The Independence Downtown Association’s annual Ghost Walk returned for its 19th season after a year off due to the pandemic. Marilyn Morton, city councilor and author of “Haunted Independence Oregon,” said the event has grown in popularity over the years, from a humble 300 at its onset to more that 1,000 at its height of popularity. It appears the community was eager to welcome back a popular tradition.

“We think it was a very successful event,” Morton said. “Based upon number of maps handed out and amount of donations received, best guess is that we had 1,200 people in attendance. That’s pretty good after missing a year!”

Instead of guided tours, this year participants were given maps marked with 18 locations, from The Tap Station furthest north to Gilgamesh south and the side streets between. Each stop featured a guest speaker regaling listeners with yarns of the location’s history and brush with the paranormal.

Outside the former location of the Red Front Saloon on C Street was the longest tenured volunteer, City Councilor Tom Takacs. He started about 11 years ago as a guide before transitioning into a storyteller. This evening, he was in full character – the Ghost of Hops Picker Past. While no one specific, Takacs centered his tale on the city’s hop heritage.

“It’s a lot of fun. It’s like herding cats. These groups just kind of go everywhere. We tried to keep it a little more organized back in those days, but it never worked. Now it’s more a free for all,” Takacs said. “A lot of these people have been here year after year. To have this many people.
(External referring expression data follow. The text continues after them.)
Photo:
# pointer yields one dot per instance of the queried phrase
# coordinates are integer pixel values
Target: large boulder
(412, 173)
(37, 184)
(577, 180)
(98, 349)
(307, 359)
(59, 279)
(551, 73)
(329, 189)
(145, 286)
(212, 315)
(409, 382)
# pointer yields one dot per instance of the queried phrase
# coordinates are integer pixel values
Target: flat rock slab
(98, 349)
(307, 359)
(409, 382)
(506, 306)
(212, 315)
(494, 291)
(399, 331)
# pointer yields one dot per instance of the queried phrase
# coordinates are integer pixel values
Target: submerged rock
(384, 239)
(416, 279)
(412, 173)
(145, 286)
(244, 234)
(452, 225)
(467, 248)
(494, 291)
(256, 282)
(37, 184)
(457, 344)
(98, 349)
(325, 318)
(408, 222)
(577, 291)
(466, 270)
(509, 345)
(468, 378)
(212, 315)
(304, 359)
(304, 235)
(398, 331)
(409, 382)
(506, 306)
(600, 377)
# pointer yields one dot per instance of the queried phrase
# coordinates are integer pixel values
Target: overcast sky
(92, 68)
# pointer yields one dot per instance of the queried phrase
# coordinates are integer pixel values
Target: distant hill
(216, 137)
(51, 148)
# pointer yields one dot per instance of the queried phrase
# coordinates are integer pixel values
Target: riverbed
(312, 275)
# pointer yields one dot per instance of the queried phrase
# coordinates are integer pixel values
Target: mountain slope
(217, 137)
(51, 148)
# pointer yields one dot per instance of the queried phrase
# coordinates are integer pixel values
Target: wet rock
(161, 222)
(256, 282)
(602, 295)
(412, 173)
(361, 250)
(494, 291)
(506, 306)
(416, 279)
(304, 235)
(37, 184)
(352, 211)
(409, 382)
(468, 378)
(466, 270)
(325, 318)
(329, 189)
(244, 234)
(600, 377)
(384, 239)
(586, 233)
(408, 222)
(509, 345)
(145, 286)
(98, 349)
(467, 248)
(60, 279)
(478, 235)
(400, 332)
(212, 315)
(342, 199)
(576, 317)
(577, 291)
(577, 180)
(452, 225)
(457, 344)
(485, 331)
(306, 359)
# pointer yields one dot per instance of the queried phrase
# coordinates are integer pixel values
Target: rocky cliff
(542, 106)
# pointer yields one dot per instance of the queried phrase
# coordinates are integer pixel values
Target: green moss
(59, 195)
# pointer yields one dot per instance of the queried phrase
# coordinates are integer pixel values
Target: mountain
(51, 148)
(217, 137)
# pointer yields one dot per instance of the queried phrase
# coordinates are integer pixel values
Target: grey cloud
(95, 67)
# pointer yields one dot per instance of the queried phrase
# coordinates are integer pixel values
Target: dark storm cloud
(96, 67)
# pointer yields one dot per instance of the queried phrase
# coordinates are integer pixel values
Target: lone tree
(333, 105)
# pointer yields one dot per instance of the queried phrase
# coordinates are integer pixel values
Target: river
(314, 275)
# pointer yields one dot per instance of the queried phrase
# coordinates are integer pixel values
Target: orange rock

I think it’s just a fun, community event, you learn about history. the ghost stuff is kinda fun It’s just a fun evening.”
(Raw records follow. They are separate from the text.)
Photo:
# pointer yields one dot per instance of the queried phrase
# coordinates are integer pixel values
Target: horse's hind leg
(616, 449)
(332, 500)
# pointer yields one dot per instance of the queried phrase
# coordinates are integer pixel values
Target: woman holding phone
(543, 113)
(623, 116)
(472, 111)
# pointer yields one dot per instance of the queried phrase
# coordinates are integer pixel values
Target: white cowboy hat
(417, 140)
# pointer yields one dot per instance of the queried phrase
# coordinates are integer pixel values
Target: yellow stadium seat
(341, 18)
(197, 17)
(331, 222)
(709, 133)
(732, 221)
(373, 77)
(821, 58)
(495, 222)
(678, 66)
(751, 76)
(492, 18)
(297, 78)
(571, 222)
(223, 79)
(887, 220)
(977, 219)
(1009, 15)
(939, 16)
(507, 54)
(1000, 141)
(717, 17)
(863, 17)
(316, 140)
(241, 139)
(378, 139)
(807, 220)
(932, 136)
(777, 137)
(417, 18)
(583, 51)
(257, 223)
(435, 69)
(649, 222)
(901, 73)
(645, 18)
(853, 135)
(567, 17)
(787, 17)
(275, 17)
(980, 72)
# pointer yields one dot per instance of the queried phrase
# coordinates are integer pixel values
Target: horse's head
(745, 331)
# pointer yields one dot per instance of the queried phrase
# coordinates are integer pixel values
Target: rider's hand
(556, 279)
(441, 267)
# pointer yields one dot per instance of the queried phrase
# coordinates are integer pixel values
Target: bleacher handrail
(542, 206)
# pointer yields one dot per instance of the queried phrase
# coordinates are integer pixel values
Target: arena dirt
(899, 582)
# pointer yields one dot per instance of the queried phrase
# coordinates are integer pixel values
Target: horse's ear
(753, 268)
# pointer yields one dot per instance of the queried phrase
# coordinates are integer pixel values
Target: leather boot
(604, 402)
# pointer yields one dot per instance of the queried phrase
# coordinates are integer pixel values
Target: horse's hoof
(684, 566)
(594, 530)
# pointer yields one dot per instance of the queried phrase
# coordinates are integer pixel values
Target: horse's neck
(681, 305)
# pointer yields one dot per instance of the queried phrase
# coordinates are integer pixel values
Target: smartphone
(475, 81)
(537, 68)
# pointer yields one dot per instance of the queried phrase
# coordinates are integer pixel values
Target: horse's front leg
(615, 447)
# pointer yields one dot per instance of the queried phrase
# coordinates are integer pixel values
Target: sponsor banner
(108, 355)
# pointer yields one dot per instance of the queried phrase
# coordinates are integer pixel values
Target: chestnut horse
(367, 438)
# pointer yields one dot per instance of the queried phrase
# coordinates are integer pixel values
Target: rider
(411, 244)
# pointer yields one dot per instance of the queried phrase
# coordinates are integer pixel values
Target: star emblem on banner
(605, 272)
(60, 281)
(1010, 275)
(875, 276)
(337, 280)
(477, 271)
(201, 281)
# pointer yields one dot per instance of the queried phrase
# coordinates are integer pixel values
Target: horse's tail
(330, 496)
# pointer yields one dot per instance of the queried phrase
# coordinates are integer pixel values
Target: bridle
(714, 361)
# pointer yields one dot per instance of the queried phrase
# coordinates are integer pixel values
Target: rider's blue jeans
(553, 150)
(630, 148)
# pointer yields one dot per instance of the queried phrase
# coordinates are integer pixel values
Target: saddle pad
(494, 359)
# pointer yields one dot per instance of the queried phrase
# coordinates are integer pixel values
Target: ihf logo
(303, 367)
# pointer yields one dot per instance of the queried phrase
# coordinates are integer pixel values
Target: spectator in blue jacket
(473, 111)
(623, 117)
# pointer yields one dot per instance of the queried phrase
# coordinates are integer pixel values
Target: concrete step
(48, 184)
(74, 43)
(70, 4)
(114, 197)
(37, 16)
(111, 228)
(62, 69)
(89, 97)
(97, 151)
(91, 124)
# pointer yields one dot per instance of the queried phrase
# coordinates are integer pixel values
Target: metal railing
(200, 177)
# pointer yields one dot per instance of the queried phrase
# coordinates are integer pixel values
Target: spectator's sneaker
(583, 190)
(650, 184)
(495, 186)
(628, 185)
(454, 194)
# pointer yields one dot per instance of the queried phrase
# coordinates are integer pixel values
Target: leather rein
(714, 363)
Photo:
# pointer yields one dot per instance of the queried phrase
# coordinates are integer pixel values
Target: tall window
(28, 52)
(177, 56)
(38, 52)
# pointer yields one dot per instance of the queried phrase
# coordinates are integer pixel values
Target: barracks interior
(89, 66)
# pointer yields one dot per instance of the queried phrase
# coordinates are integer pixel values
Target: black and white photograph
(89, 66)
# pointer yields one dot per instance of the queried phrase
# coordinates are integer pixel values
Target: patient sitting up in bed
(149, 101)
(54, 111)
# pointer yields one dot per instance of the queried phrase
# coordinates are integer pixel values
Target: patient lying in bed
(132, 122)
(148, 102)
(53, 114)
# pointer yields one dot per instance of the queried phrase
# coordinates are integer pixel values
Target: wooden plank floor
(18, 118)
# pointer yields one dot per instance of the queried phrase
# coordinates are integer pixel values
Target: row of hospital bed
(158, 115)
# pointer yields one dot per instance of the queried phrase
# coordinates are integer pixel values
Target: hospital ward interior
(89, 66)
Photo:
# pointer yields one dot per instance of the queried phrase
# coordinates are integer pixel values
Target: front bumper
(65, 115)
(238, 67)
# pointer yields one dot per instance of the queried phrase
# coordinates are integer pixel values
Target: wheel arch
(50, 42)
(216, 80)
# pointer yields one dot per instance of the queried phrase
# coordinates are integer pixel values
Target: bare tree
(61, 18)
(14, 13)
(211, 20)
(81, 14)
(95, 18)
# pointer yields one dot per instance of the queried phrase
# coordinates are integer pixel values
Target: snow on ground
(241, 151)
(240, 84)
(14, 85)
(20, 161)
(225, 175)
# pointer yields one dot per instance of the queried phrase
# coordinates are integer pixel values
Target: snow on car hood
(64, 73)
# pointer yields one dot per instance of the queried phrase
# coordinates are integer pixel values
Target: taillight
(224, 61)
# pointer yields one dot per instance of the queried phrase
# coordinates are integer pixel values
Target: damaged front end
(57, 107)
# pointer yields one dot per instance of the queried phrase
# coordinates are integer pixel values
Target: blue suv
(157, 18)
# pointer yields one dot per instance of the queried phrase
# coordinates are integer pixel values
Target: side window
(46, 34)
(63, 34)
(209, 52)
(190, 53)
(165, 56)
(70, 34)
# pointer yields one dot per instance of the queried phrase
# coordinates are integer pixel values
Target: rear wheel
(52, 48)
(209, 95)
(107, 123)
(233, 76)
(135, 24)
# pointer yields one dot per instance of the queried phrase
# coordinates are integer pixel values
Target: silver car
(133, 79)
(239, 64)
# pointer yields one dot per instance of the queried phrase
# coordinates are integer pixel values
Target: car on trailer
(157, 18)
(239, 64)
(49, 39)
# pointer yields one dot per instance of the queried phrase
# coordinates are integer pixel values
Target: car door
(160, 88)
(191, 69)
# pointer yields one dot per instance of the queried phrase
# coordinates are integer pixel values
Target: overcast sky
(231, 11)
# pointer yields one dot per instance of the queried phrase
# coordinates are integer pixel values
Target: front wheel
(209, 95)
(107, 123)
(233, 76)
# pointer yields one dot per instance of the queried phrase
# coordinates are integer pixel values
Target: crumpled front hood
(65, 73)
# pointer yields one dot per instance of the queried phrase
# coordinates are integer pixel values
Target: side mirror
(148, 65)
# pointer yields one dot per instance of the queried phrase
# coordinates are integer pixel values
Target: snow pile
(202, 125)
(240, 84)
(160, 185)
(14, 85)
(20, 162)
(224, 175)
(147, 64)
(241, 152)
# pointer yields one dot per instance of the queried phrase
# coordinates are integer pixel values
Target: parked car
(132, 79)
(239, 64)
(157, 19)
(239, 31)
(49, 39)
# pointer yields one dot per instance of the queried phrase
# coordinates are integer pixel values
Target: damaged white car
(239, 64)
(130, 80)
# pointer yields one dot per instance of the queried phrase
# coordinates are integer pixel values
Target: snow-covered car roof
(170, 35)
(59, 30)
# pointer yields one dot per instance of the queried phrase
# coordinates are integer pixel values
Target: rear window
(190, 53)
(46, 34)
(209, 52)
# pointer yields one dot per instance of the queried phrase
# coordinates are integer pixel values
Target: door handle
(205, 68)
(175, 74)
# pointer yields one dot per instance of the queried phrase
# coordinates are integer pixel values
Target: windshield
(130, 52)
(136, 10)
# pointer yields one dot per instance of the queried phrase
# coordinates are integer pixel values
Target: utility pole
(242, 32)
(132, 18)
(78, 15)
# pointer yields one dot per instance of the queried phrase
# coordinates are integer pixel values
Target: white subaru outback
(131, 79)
While most of the stops along the tour route were outside the building, a few invited guests indoors for a longer tale and closer look at usually members only areas such as the Elks and Masonic lodges.

Inside the gathering hall of the Masonic Lodge, Scott Freeman welcomed guests from the dark, back lit to enhance the eerie ambiance. Word is, the Masonic Lodge was the most active stop on the tour for ghostly sightings.
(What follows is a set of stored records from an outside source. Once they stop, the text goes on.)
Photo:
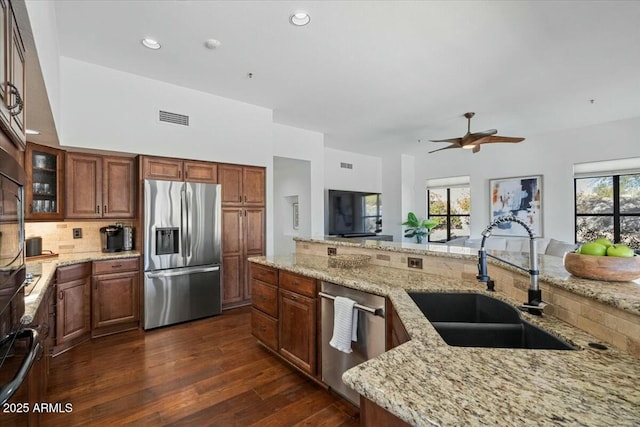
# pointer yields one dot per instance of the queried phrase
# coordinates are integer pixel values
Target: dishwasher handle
(374, 311)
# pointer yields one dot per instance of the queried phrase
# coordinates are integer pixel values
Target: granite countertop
(429, 383)
(46, 270)
(622, 295)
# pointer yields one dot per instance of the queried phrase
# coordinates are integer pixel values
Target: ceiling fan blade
(451, 140)
(484, 133)
(445, 148)
(498, 138)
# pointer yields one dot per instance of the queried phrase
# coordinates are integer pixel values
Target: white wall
(292, 184)
(551, 155)
(42, 17)
(366, 175)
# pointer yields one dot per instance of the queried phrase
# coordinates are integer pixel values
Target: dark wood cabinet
(100, 186)
(12, 77)
(179, 170)
(242, 185)
(243, 228)
(243, 235)
(297, 320)
(115, 299)
(297, 330)
(73, 305)
(44, 167)
(264, 315)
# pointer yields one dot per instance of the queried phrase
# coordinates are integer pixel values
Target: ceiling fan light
(300, 19)
(151, 43)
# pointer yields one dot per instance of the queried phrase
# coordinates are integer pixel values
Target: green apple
(593, 248)
(619, 250)
(604, 241)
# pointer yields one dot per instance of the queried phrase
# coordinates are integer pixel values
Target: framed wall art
(518, 196)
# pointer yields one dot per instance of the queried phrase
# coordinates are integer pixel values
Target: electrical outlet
(414, 263)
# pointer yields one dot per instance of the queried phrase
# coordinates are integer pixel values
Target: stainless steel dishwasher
(371, 336)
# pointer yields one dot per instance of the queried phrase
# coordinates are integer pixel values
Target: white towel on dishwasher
(345, 324)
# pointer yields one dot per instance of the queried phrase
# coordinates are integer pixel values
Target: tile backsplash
(57, 237)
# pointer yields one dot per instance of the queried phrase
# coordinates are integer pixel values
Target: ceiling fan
(473, 140)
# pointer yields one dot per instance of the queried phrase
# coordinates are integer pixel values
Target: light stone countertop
(46, 269)
(426, 382)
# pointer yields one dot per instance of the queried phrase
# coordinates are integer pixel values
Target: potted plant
(418, 227)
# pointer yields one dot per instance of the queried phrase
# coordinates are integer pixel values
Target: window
(608, 206)
(451, 207)
(372, 209)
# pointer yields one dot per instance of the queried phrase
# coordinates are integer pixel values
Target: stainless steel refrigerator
(182, 252)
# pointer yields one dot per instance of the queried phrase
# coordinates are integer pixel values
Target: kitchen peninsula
(426, 382)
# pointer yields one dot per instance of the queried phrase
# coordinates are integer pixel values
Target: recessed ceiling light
(300, 19)
(151, 43)
(212, 43)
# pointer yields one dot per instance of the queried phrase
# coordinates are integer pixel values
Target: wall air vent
(176, 119)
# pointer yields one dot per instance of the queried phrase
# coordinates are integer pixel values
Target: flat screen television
(354, 213)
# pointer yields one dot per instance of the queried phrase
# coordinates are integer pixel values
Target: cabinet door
(115, 302)
(253, 186)
(118, 187)
(200, 172)
(161, 168)
(232, 256)
(83, 186)
(230, 179)
(254, 244)
(297, 330)
(18, 78)
(72, 314)
(4, 57)
(44, 168)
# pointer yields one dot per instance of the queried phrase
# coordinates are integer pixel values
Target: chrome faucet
(534, 303)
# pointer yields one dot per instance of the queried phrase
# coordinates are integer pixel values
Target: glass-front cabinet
(45, 185)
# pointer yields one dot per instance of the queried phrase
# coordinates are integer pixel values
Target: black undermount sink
(477, 320)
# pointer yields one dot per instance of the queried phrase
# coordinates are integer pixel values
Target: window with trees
(608, 206)
(451, 207)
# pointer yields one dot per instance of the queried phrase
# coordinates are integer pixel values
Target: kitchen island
(426, 382)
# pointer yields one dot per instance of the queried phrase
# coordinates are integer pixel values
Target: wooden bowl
(606, 268)
(348, 261)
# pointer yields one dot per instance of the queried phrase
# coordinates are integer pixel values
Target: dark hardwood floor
(208, 372)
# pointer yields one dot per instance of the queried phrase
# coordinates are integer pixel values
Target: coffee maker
(112, 238)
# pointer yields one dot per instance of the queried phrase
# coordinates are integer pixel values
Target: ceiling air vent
(176, 119)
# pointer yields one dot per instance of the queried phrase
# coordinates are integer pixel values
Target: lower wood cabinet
(73, 305)
(115, 300)
(298, 330)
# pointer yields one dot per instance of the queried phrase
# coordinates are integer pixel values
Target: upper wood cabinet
(100, 186)
(179, 170)
(44, 168)
(12, 77)
(242, 185)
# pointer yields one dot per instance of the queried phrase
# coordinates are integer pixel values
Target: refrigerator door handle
(182, 272)
(184, 222)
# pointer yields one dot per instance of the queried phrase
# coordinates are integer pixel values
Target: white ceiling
(374, 74)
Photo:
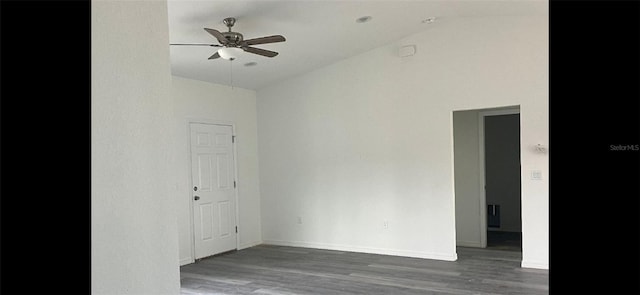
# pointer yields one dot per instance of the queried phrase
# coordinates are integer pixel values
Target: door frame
(190, 173)
(512, 110)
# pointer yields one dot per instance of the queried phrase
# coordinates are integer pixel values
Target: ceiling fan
(232, 42)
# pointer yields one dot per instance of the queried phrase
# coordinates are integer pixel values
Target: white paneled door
(213, 191)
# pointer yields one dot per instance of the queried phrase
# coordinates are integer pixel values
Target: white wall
(212, 102)
(369, 139)
(134, 246)
(467, 178)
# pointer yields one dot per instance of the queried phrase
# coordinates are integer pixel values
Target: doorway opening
(487, 178)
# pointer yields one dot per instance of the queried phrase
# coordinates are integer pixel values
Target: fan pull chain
(231, 71)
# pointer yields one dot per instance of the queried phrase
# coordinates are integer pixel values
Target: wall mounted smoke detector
(429, 20)
(542, 149)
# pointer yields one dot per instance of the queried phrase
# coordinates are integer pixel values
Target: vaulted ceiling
(317, 33)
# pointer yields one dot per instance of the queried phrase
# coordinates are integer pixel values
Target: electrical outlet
(536, 175)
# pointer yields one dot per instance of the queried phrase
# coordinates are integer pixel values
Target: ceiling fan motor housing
(233, 37)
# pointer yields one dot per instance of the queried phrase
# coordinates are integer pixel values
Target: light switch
(536, 175)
“Independence is a great place. I’m pretty sure that’s why spirits like to stay around here and why we get really cool ghost stories,” Freeman said. “Places like this, wood-brick buildings, are warm and inviting. And I think they pick up the flavor of the people that have been in the building. Not in a bad, zombie way. But in a warm ambiance way.”

Morton added overhearing the exclamation of an excited youth upon leaving the lodge.

“One young man of about 8 years of age exclaimed, rather loudly, in the Masonic Lodge that this Ghost Walk was the ‘Best One Ever!’” Morton said. “One other person that I spoke to said he’d gotten photos of orbs (plural) in the Masonic Lodge.”

This is where, as reporter, I must interject, and confirm the sighting for the skeptics among the readers. As I was setting up my camera phone for a shot of Freeman while he narrated his tale, I noticed a small light, darting up and around the chair in which he sat. Looking away from the screen, I saw nothing with the naked eye. But a glance back showed I was not mistaken. The “orb” remained and slowly darted around my screen, proving it was not something on my lens or an unseasonable, glowing moth.

The orb was captured in several photos. Then I switched over to video and it continued to move around the room, almost as if to stay centered in my recording as I swept from side to side.

The saying is with today’s technology, it’s too easy to fake paranormal activity unless you see it for yourself. The DIA’s Ghost Walk is the perfect opportunity to become a believer for yourself.